Porträt des Clubmusik-Fans als junger Mann: Mike Skinner alias THE STREETS spricht Sozialtableaus
Ein Sprichwort: Die drei langweiligsten Silben der englischen Sprache sind Bir, ming und ham. Der 23-jährige Mike Skinner, der sich The Streets nennt, hat nun eine Platte gemacht, auf der er eine Dreiviertelstunde lang fast ununterbrochen in der folglich langweiligsten Mundart Großbritanniens redet und in regional gefärbtem Sprachfluss rappt, sehr weiß, sehr working class. „Original Pirate Material“ ist in England die Platte der Saison.
Der Künstler ist sich nicht sicher: „Es könnte daran liegen, dass ich nicht versuche, funkensprühend und aufregend zu sein.“ Goldig. Ein möglicher Grund ist auch, dass Skinner sich nur in der Privatsprache richtig traut, Banalitäten zu erzählen.
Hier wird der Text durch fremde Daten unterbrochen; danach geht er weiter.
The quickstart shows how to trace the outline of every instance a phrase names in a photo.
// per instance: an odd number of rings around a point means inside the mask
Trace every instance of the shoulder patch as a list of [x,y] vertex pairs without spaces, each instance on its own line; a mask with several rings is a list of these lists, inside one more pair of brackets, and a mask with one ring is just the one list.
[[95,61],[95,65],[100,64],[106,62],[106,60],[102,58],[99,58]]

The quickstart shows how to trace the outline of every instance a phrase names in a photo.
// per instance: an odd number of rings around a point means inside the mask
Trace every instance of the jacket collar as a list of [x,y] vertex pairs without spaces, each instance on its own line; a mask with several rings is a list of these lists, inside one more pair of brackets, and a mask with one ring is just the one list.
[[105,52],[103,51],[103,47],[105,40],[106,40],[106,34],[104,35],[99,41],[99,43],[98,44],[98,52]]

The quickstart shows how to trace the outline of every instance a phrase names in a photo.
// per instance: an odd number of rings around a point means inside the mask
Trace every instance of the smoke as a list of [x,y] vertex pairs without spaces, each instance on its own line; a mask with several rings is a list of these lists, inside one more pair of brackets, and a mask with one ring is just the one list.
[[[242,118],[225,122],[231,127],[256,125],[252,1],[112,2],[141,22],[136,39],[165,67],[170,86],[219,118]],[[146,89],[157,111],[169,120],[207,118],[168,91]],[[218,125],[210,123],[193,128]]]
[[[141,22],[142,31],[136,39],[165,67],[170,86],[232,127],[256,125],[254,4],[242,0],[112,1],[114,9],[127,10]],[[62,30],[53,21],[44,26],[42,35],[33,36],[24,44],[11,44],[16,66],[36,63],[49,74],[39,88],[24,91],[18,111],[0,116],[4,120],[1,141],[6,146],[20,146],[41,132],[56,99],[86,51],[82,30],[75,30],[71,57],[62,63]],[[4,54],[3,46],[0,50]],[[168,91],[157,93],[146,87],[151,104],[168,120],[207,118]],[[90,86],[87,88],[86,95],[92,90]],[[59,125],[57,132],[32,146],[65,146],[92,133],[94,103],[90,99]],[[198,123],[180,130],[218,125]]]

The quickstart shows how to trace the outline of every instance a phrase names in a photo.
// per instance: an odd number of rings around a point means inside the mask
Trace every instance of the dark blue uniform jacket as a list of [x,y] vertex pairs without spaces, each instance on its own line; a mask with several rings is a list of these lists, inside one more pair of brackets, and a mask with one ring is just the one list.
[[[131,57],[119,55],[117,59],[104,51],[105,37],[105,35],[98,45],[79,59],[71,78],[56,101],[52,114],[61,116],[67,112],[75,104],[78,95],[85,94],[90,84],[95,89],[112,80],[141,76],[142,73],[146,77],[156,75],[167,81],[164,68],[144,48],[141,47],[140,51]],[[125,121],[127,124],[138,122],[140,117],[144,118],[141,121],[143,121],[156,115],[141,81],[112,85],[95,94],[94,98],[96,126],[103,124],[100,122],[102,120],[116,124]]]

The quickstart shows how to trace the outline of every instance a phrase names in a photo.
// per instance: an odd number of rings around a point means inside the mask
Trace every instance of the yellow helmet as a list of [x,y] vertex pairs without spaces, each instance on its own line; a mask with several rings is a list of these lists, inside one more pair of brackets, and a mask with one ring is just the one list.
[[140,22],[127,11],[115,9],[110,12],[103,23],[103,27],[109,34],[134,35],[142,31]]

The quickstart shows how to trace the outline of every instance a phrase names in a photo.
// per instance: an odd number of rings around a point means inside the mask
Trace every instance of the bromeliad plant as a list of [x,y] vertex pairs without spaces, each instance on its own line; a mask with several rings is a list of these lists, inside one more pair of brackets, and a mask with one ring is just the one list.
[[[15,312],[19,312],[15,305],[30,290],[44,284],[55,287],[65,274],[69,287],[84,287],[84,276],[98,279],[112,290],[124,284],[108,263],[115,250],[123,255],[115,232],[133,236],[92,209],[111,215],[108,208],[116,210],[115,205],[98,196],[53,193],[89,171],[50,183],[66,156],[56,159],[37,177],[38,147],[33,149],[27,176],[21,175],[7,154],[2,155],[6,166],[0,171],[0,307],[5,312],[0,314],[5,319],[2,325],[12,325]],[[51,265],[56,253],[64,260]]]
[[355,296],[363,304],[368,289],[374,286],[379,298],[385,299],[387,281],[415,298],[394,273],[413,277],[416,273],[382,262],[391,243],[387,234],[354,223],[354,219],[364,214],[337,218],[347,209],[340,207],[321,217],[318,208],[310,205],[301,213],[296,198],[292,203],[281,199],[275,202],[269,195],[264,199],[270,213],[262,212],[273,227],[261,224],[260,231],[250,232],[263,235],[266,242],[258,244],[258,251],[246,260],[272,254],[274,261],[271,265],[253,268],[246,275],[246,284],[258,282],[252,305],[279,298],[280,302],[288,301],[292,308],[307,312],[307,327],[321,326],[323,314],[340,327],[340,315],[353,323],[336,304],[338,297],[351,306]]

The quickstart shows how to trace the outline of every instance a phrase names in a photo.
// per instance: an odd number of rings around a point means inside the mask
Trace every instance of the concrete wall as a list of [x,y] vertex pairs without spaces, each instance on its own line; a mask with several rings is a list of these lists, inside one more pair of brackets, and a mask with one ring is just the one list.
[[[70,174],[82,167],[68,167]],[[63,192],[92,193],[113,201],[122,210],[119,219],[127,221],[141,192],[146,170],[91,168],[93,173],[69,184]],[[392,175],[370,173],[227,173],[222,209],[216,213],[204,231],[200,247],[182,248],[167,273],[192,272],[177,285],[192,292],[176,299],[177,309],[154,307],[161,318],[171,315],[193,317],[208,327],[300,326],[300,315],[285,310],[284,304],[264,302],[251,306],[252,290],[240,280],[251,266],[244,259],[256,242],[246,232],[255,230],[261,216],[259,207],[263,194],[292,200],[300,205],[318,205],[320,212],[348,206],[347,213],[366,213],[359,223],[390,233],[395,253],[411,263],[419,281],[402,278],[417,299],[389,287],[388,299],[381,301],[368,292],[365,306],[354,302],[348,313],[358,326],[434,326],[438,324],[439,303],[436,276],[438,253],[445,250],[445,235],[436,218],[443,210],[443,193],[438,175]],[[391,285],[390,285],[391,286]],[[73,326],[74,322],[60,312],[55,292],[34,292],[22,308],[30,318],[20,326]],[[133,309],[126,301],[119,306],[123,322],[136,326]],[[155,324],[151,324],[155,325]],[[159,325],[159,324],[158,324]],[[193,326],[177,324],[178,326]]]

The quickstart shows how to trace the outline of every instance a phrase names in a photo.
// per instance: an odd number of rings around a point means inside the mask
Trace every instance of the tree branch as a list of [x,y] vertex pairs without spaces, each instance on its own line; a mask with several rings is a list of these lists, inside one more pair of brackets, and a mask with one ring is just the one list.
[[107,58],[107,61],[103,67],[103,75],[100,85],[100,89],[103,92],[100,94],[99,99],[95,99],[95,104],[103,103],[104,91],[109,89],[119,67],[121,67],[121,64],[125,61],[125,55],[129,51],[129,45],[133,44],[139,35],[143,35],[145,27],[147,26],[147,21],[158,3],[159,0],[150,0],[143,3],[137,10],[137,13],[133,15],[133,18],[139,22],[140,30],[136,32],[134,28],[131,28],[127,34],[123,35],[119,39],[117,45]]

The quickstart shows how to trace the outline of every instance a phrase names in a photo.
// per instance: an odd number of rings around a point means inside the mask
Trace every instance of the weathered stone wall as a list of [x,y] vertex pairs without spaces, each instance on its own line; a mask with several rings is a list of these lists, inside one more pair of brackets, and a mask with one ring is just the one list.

Geschichten über ereignislose Ausgehnächte, besoffenes Körperbrummen, Playstation-Sucht und missglückte Baggereien hören Clubmusik-Fans gern (weil ihr Leben so ist), aber selten. UK Garage, die aus Drum’n’Bass und R&B generierte Richtung, die in England ein movement ist, handelt von anderen Sachen. „Garage wird in London gemacht, und deshalb geht es um Champagner und guns“, erklärt Skinner, „in Birmingham haben wir auch viel Garage gehört, aber diese Dinge… die tut man dort einfach nicht. Ich mache die Musik ohne den Champagner.“
Keiner ist freiwillig langweilig. Bis vor zwei Jahren hat Mike Skinner höchst bemüht in amerikanischem Akzent gerappt, schon als Siebenjähriger, als er mit zwei Rekordern das Intro eines Run DMC-Stückes zur Endlosschleife kopierte. „Ab 15 hatte ich eine Karriere im Auge“, Dr. Dre aus der Vorstadt von Birmingham, erfolgsfrei, finanziert durch Burger-Jobs. Als er mit dem Streets-Garage-Sound anfing, lief ihm seine Rap-Crew weg: „Die Musik war ihnen zu langsam.“ Seit zwei Jahren wohnt Skinner (unvermeidlich) in Brixton, als Großstadtmensch erscheint er noch immer nicht. Naja, die Kebap-Shops haben hier länger offen. Mit Pillen hat er es eh nicht so, mehr mit Brandy und Joints.
Neulich war er mit Freund Calvin im Kino, sie haben viel Rum getrunken, sind dann in Skinners Heimstudio gestolpert und haben ein punkiges Hip-Hop-2Step-Stück gesungen, darüber, dass man sich vor Mädchen nicht zum Affen machen soll. In letzter Minute kam es auf das Album: Nicht mal diese Schnaps-Produktion ist albern geraten. Der Bubi hat ein Talent, das ihm auch der Alkohol nicht aus dem Kopf schlägt.